Topic map conversion of OpenCyc
OpenCyc is a large general knowledge base and commonsense reasoning engine, and limited version of the Cyc. Topic map conversion of the OpenCyc is based on RDF conversion of the OpenCyc provided by Stephen L. Reed for his Texai project. Topic map conversion was created with Wandora's RDF import feature following light manual processing.
Contents |
Download
There are two versions of the OpenCyc topic map available:
- OpenCyc Wandora project file (14.6MB) is targeted for Wandora users. Wandora requires at least 1.4G of memory to open the OpenCyc project file successfully.
- OpenCyc XTM dump (zipped 14.8MB, uncompressed 250 MB) is targeted for all topic map applications capable to import XTM format.
History
- 2008-07-15. First version published.
Metrics
Metrics have been measured on OpenCYC layer of the Wandora project file. The XTM dump metrics may differ a bit.
- Number of topics: 120410
- Number of associations: 424064
- Number of topic base names: 120409
- Number of subject identifiers: 120415
- Number of subject locators: 0
- Number of occurrences: 244173
- Number of distinct topic classes: 1
- Number of distinct types of associations: 73
- Number of distinct roles in associations: 4
- Number of distinct players in associations: 116212
- Average clustering coefficient: 0.16878
Conversion details
Topic map conversion of OpenCyc has a navigation structure:
- OpenCyc (http://www.wandora.org/opencyc) is a subclass of Wandora class topic. It collects both the OpenCyc types and root node of OpenCyc i.e. Thing topic together.
- OpenCyc Types (http://www.wandora.org/opencyc/types) is a subclass of OpenCyc. It collects all OpenCyc's association and occurrence types as instances.
- Thing (http://www.w3.org/2002/07/owl#Thing) is a root node of OpenCyc ontology. It can be used to navigate anywhere in the ontology. However, it appears to contain a lot more subclasses than OpenCyc Upper Ontology diagrams usually suggest. Thing is also a subclass of OpenCyc topic.
Each OpenCyc topic contains a subject identifier of format http://sw.cyc.com/2006/07/27/cyc/Concept where Concept is the CycLConstant i.e. #$Concept. Subject identifier resolves a WWW page of the concept. In some cases subject identifier is equivalent to a concept of RDFS and OWL vocabulary. Such concepts are domain with SI http://www.w3.org/2000/01/rdf-schema#domain and subPropertyOf with SI http://www.w3.org/2000/01/rdf-schema#subPropertyOf for example.

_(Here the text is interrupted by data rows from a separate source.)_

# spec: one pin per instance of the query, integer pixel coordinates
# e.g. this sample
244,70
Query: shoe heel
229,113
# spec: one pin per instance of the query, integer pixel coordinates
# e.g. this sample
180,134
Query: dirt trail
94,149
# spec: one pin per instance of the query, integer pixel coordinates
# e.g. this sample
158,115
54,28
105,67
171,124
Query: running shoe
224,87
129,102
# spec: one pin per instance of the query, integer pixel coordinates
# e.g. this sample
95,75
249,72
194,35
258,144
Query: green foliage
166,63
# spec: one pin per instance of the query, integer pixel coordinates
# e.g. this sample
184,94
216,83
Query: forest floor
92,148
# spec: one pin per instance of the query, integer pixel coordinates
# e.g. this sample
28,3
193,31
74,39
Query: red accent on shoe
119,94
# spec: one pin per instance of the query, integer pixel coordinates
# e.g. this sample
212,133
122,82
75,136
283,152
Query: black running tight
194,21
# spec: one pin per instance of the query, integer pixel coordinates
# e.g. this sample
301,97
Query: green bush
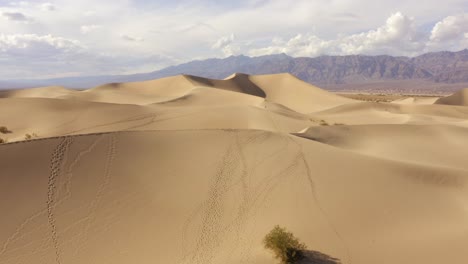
284,245
30,136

Each OpenCyc topic contains a base name equal to CycLConstant. For example the topic for a concept #$DistributedFilesystem has a base name DistributedFilesystem.
Most OpenCyc topics contains occurrences for prettyString's of the OpenCyc concept. PrettyString is a string representation of the concept. You could think it as the variant name of the OpenCyc topic. However, variant names are not used to model prettyStrings. Design decision is a consequence of an idea to keep OpenCyc changes minimal. Occurrence's type is prettyString http://sw.cyc.com/2006/07/27/cyc/prettyString and scope Lang.indep. http://www.wandora.org/core/langindependent.

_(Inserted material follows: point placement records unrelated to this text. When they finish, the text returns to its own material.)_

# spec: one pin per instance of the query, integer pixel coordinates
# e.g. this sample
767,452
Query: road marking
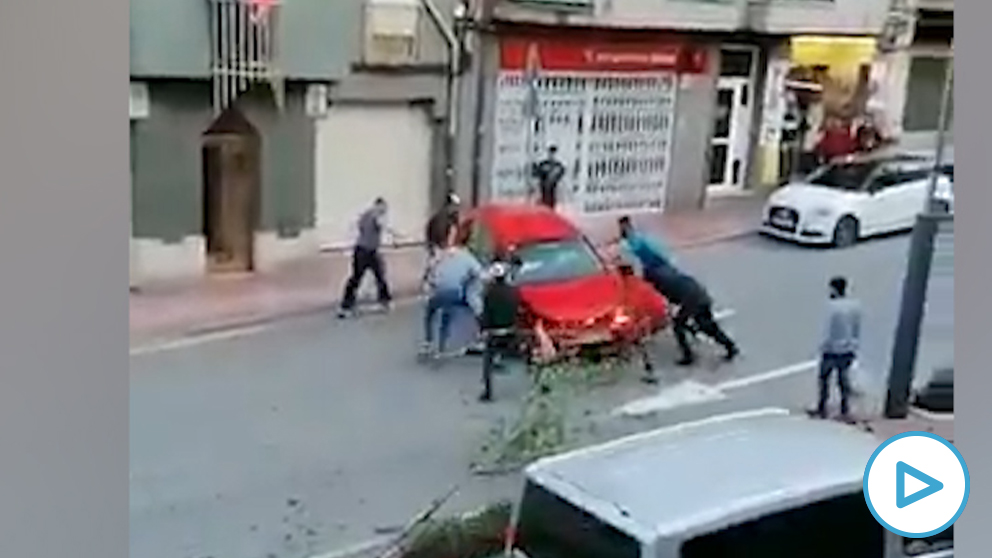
754,379
198,340
684,393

Most OpenCyc topics contain occurrences for prettyString-Canonical. These occurrences are similar to prettyStrings except the name is canonical.
Many OpenCyc topics contain occurrence for a comment. Comment is a free text description of the OpenCyc concept. Usually comment contains references to other OpenCyc concepts with a prefix #$. Topic maps have no standard mechanism to link a topic in occurrence text and Wandora user has not automated method to follow occurrence links in Wandora. However, Wandora features a special tool Topics > Associations > Find associations in occurrences... used to extract associations out of occurrence texts but user has to use the tool manually.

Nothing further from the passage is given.